A post-practice love tap from Sunseri.
As Dooley would say momentarily, "I've always felt like the really good coaches out there, the players know they care about 'em as people. ... You've got to prove that
off the field.''
Sunseri replaces Justin Wilcox, who after two years at UT made a lateral move to Washington and took linebackers coach Peter Sirmon with him.
Wilcox did a decent job considering UT's depleted state. The Vols ranked 28th nationally in total defense last season. Then again, that was only good for seventh place in the shark tank known as the SEC.
Dooley had a clear vision for his defense: bigger, more aggressive and in a 3-4 front. After considering several candidates Dooley chose the Alabama linebackers coach, with whom he had a history in Nick Saban's coaching tree.
"I know what the core of Sal is,'' Dooley said Tuesday morning. "I didn't have to figure him out and he didn't have to figure me out.
"And then we talk the same language on what we're doing.''
That language is Sabanese.
"He's a fiery guy,'' said Waggner. "When I see him it reminds me of Coach Chief (John Chavis), all up in your face trying to demand the most out of you.''
Like Chavis, UT's coordinator from 1995-2008, Sunseri was once defensive coordinator at Alabama A&M.

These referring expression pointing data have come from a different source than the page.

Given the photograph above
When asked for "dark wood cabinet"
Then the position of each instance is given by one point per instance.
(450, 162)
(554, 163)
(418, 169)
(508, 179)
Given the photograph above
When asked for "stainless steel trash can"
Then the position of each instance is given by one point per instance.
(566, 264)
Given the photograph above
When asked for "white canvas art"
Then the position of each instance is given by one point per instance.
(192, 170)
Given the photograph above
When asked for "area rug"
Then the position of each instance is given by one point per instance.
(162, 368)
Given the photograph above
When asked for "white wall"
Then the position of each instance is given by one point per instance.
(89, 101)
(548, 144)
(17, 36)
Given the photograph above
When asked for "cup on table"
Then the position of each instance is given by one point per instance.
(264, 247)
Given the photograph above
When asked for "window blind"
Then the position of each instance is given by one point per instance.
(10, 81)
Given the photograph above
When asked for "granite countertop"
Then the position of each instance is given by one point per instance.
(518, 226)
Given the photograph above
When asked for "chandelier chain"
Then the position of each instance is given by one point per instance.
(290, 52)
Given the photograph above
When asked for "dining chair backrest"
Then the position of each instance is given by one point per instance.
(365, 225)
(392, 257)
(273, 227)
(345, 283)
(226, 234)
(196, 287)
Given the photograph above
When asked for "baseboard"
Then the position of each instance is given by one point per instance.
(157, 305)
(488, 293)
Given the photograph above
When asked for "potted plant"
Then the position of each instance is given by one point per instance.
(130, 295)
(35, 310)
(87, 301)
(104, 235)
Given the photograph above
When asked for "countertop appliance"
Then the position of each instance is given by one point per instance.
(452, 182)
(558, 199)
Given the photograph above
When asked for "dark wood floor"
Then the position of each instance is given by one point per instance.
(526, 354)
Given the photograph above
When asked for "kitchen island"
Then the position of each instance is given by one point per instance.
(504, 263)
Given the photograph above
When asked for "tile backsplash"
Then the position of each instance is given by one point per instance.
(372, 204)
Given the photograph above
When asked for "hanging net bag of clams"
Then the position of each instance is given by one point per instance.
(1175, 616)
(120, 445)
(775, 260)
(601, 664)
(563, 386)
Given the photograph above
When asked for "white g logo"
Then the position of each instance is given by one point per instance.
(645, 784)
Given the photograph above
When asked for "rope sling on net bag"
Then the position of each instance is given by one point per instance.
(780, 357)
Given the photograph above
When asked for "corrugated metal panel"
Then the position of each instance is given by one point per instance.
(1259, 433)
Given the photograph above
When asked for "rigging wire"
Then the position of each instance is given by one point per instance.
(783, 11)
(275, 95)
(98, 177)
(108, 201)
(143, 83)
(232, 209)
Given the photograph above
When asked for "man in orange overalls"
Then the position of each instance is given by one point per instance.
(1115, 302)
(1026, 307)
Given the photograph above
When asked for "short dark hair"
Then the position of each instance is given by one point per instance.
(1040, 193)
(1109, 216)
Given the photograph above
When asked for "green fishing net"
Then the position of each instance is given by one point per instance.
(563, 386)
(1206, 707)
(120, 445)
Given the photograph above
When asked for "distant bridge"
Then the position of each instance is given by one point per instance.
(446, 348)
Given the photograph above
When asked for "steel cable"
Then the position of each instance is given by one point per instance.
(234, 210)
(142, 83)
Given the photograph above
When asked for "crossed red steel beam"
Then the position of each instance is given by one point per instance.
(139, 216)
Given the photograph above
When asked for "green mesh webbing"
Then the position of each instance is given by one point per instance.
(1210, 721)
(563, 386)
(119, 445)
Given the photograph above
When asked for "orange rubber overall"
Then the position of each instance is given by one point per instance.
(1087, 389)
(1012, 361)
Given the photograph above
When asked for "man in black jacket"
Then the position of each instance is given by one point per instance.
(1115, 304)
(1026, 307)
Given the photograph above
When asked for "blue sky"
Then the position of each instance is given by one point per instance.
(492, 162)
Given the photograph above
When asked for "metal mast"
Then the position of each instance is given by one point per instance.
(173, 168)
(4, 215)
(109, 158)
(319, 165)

But drop the A&M. It's the link to school in Tuscaloosa that is relevant to Sunseri's new pupils.
"When I look at the Alabama defense,'' said Waggner, "I see four or five first-rounders, so anything I need or want, I'm asking a lot of questions. 'Cause they know what it takes.''
By the time spring practice ends, the Vols should have a better idea what it takes. The learning curve gets steeper today, the first practice in full pads.
"He let us know,'' said Johnson, "that they worked Alabama's tails 'til they were a top defense.
"And he's gonna work us and get us to be one of the top defenses.''
That's why Sunseri is here as one of the SEC's highest-paid assistants. Consider your tails warned.